By: Andrea Mistretta
Publisher: Pelican Publishing
Publication Date: December 2009
Reviewed by: Deb Fowler
Review Date: February 3, 2009
Vibrant, dazzling, impressive . . . anyone who even looks at the cover of this book will be instantly wowed by what they see and even more so when they open the covers. Andrea Mistretta, like many artists, had a wealth of talent, but her pocketbook was rather bare. She knew the poster market in New Orleans was growing and perhaps someone might be interested in her painting, "Mercredi des Cendres." It had been a labor of love and she "penciled, painted, airbrushed, mixing techniques" and added special touches to her heart's content. The surreal product was one that captured the essence of the Mardi Gras, but a young struggling illustrator "a thousand miles away" from the enchanting art world of New Orleans had little chance of succeeding.
Andrea sent a Polaroid with her friend, Karen. Perhaps she could sell the painting for her, but instead received an unexpected call from Miss Margarita Bergen, proprietress of Bergen Galleries. "Dahling, I would like to do a Mardi Gras poster with you." This unexpected turn of events would bring her fame and, au contraire, the magic of her artwork would bring New Orleans alive on her posters. The nineteen eighties were kind to both the city and Andrea Mistretta. The spirit of the city was captured in these posters, so beautifully reproduced in this book. In this book the reader gets a fascinating look into her technique and can actually see the step-by-step creation of the king and queen of the krewes. In addition to the full color posters there are reproductions of the three black and white series posters. You'll also get to see some "playful artwork," advertising posters (Miller, Heineken and Amstel), The Serigraph, and reproductions of the United States Postal Service stamps.

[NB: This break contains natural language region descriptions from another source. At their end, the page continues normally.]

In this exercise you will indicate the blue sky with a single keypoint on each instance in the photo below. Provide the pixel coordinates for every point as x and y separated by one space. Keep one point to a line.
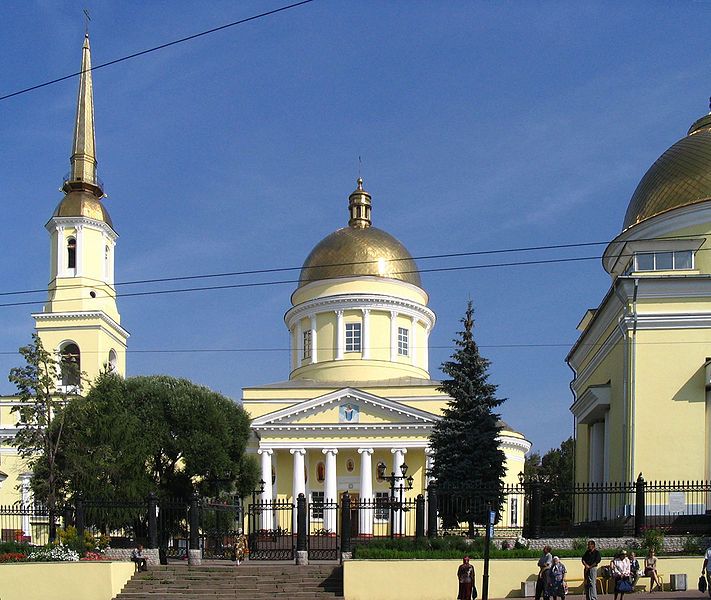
481 126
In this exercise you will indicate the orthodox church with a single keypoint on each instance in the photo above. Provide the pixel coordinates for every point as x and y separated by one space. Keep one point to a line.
80 320
642 368
359 400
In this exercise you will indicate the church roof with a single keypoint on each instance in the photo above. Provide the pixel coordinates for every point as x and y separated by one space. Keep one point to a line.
359 250
679 177
82 186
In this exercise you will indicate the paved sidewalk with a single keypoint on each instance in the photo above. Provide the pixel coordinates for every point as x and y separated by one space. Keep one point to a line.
666 595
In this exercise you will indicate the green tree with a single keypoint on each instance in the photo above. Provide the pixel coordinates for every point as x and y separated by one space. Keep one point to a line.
41 415
128 437
555 472
468 463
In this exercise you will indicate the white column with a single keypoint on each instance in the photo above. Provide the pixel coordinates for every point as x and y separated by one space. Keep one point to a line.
299 480
331 489
295 349
366 333
26 504
314 342
80 251
267 494
426 350
61 251
299 344
413 342
429 463
365 520
339 335
393 335
398 459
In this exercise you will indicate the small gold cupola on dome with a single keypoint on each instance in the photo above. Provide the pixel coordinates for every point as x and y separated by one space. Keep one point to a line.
359 203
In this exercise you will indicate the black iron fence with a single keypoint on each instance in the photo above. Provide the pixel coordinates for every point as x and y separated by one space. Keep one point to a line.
278 528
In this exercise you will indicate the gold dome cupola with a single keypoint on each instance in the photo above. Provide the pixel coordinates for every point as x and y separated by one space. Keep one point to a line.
359 250
359 203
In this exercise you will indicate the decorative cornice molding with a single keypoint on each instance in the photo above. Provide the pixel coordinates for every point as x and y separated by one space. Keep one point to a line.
339 396
317 444
371 302
63 222
84 315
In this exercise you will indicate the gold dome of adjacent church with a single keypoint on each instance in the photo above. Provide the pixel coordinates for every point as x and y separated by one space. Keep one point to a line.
681 176
81 203
359 250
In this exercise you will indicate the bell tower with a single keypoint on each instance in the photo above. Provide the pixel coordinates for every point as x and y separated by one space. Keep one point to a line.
80 320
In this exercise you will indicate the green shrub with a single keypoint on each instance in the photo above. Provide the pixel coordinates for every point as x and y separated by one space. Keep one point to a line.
693 545
580 545
653 538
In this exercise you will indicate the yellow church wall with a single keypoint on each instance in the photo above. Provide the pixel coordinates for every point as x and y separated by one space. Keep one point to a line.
582 449
325 337
359 285
670 384
94 343
352 369
380 335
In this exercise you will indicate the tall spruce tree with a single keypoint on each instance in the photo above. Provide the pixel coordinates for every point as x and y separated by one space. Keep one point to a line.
468 463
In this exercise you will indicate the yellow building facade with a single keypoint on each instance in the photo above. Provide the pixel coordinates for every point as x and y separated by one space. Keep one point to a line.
359 401
80 321
641 362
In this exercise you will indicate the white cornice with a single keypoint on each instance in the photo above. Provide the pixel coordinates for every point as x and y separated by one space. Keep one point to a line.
359 279
82 315
78 221
346 428
357 302
592 404
412 414
383 444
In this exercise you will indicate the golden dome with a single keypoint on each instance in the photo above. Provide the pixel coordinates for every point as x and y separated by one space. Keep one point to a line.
353 251
681 176
359 250
80 203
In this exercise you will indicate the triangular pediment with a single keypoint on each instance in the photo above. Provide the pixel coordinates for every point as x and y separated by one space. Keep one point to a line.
345 408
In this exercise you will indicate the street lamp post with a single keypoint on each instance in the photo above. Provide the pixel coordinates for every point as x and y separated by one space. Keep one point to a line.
404 483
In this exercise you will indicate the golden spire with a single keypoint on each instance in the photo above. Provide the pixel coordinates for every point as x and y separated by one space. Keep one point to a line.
83 161
359 207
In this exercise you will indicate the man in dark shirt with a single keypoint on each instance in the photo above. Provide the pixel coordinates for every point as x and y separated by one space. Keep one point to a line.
591 559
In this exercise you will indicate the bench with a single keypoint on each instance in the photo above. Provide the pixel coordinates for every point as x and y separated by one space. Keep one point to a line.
572 583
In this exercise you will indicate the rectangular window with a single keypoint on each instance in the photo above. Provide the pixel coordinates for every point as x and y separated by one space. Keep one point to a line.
353 337
645 262
678 260
663 261
317 500
683 260
403 341
382 511
307 344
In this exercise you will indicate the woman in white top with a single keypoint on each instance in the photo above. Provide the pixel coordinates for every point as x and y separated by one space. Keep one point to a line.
620 568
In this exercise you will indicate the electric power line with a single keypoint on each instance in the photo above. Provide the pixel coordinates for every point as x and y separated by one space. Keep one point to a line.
156 48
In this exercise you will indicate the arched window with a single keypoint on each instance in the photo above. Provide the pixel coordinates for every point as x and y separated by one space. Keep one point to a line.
71 253
71 365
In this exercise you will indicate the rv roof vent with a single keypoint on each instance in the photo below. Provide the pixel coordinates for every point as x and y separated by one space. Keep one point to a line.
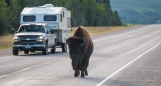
49 5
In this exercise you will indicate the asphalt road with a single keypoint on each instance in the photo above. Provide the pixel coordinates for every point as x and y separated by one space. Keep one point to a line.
130 57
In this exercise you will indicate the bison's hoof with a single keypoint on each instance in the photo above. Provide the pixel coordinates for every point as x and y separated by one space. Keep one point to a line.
75 75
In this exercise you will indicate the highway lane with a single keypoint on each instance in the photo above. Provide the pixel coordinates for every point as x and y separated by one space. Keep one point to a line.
107 65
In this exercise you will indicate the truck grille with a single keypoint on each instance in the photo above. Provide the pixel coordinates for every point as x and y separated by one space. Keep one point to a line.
28 39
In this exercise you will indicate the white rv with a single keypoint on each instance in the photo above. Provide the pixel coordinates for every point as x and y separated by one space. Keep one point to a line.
56 18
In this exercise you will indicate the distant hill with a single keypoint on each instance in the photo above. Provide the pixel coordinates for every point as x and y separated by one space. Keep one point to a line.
138 11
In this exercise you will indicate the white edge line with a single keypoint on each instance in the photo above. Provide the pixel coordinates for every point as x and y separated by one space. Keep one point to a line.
126 65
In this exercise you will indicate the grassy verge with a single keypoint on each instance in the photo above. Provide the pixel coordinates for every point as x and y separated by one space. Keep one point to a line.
102 30
6 41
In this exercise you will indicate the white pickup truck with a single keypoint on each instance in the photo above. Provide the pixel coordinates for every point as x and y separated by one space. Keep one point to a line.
56 22
34 37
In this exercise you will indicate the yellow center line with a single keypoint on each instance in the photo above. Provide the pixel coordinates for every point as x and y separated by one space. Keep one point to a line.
62 58
47 63
26 69
1 76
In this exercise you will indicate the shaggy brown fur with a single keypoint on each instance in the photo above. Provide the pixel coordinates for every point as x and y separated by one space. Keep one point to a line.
80 50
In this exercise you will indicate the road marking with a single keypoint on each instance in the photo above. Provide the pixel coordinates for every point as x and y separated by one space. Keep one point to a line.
47 62
2 76
26 69
62 58
5 57
127 65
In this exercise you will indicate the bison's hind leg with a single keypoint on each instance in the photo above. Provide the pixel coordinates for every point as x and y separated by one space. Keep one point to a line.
77 73
86 73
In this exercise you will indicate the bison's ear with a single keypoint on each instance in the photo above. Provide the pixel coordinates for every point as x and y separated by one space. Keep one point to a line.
67 40
83 42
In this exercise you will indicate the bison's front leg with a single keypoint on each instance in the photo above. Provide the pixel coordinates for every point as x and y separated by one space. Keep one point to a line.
82 73
77 73
86 73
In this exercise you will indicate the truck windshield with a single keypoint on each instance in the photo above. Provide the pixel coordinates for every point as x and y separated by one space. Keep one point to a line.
29 28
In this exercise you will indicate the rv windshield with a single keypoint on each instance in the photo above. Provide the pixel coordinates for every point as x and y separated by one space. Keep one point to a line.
29 28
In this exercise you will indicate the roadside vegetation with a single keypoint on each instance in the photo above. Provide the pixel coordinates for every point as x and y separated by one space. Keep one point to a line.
6 41
83 12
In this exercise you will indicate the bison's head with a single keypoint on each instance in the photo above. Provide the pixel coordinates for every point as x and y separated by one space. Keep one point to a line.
77 48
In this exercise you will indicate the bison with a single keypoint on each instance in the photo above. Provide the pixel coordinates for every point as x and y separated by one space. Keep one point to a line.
80 50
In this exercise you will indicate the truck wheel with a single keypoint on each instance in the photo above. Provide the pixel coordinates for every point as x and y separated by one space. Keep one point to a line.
15 52
26 51
64 47
53 50
45 51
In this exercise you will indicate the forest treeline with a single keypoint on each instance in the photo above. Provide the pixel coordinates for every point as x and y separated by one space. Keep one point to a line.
83 12
138 11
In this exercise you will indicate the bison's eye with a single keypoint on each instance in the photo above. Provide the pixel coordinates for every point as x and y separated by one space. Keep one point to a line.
72 56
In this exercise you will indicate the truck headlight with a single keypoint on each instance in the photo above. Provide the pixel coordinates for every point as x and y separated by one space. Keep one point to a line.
16 38
40 38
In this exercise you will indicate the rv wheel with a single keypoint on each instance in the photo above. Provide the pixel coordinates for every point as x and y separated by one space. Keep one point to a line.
45 51
64 47
15 52
53 50
26 51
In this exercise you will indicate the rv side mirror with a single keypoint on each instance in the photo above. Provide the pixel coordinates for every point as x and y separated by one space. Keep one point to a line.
12 31
52 31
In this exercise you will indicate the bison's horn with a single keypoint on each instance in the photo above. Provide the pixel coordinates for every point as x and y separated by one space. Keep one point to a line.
83 42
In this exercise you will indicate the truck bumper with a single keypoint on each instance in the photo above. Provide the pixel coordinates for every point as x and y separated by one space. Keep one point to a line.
35 47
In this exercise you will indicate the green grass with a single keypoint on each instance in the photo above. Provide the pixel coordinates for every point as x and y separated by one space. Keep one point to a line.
6 41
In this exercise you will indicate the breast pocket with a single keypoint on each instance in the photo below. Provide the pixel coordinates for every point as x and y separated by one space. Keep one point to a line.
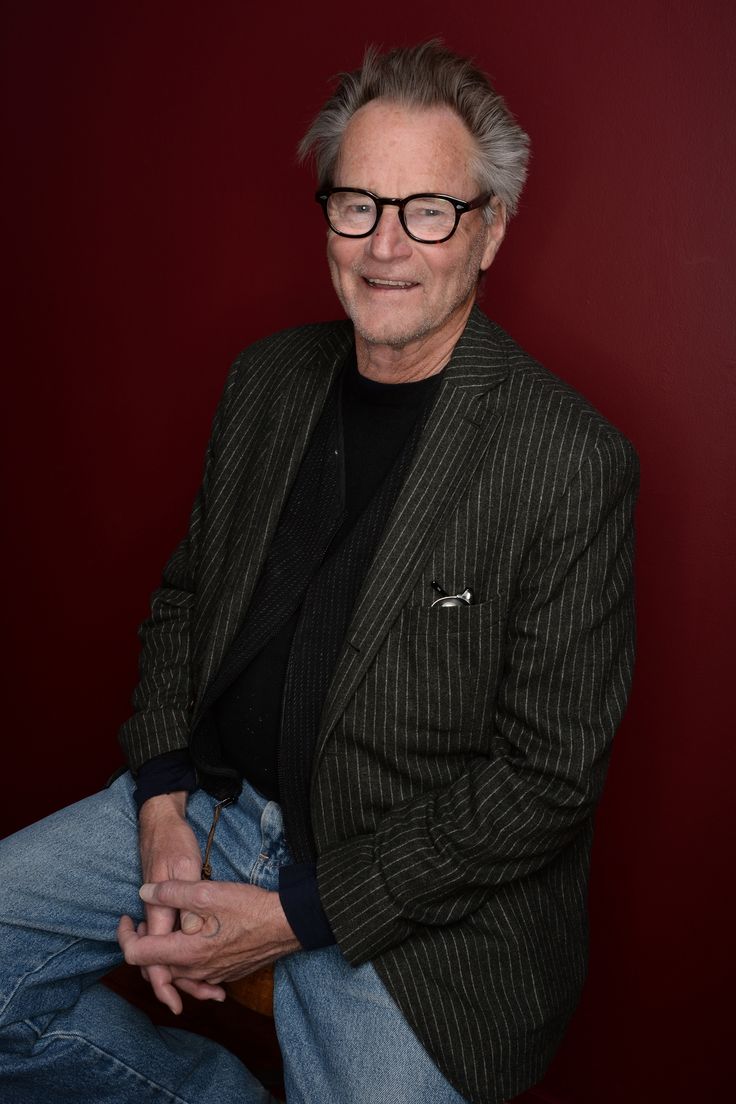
444 667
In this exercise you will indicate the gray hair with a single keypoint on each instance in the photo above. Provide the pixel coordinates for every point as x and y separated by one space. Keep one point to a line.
428 75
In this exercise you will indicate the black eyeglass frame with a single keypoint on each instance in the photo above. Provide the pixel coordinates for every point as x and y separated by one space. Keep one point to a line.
460 208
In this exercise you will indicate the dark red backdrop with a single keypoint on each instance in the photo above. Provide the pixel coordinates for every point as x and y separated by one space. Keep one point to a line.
148 150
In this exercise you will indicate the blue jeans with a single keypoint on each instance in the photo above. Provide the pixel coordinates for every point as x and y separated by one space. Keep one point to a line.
64 883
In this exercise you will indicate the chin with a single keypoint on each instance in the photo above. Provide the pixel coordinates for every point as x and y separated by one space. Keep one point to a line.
392 332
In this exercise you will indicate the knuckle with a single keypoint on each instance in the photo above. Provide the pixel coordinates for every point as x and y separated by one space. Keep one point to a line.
202 895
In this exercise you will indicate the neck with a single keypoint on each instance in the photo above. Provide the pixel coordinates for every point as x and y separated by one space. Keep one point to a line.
416 360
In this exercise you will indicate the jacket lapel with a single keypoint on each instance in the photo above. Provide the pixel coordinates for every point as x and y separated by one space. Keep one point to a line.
284 432
457 434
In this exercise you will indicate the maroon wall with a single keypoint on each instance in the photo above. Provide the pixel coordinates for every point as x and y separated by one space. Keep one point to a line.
148 150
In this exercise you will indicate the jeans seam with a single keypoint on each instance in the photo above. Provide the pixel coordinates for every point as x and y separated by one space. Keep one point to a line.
76 1037
22 979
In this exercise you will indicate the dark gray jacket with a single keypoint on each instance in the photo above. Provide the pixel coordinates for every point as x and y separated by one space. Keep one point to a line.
461 751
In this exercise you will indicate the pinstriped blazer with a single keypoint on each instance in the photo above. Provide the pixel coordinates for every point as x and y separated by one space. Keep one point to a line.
461 751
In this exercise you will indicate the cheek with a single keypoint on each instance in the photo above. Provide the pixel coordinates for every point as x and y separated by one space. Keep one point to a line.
341 255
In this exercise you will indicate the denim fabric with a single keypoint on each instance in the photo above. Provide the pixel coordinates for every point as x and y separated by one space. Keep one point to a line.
64 883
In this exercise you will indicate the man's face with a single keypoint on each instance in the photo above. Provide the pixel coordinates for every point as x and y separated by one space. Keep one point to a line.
396 151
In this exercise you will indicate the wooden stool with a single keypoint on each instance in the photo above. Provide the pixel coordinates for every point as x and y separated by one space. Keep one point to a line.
255 990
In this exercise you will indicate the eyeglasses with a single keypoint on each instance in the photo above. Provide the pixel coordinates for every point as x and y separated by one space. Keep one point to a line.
426 218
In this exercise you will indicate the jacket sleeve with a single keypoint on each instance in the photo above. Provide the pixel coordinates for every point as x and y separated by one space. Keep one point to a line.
163 698
568 659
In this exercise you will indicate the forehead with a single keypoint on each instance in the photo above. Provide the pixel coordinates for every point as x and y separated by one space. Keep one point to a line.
396 150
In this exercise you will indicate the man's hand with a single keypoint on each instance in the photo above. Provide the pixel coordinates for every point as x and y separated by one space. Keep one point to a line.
244 927
169 849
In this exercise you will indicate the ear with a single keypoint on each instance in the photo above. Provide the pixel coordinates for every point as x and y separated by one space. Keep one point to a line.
494 232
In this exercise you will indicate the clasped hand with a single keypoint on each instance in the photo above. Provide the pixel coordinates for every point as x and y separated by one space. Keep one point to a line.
226 931
196 934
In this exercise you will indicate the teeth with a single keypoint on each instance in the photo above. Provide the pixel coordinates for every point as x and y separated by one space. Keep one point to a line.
390 283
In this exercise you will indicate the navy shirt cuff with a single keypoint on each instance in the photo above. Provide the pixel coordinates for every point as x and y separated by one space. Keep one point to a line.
299 895
164 774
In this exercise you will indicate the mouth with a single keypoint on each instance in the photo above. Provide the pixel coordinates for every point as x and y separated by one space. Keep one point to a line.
390 285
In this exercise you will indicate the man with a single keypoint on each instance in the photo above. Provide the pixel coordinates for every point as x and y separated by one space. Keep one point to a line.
380 678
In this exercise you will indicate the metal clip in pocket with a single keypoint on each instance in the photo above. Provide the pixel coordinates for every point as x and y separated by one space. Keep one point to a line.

This is one of those rare books that will WOW you from the first page to the last. I've seldom seen a book with such liberal use of color. Each and every poster could be easily framed and hung on a wall. Andrea briefly discusses the history behind each poster. The name of the poster, the technique, size and date are included. We get a glimpse of Andrea herself and her affinity with New Orleans and her life in general. I especially enjoyed reading about her poster "Band of Angels," and the comment she made that "it was truly celestial beings that led me and allowed my spirit to ascend beyond this poster with a very special project." You'll have to read the book to get the entire story, but in the meantime, laissez le bon temps rouler . . . let the good times roll when you browse this mesmerizing book!
Quill says: This is New Orleans poster art at its best…laissez le bon temps rouler!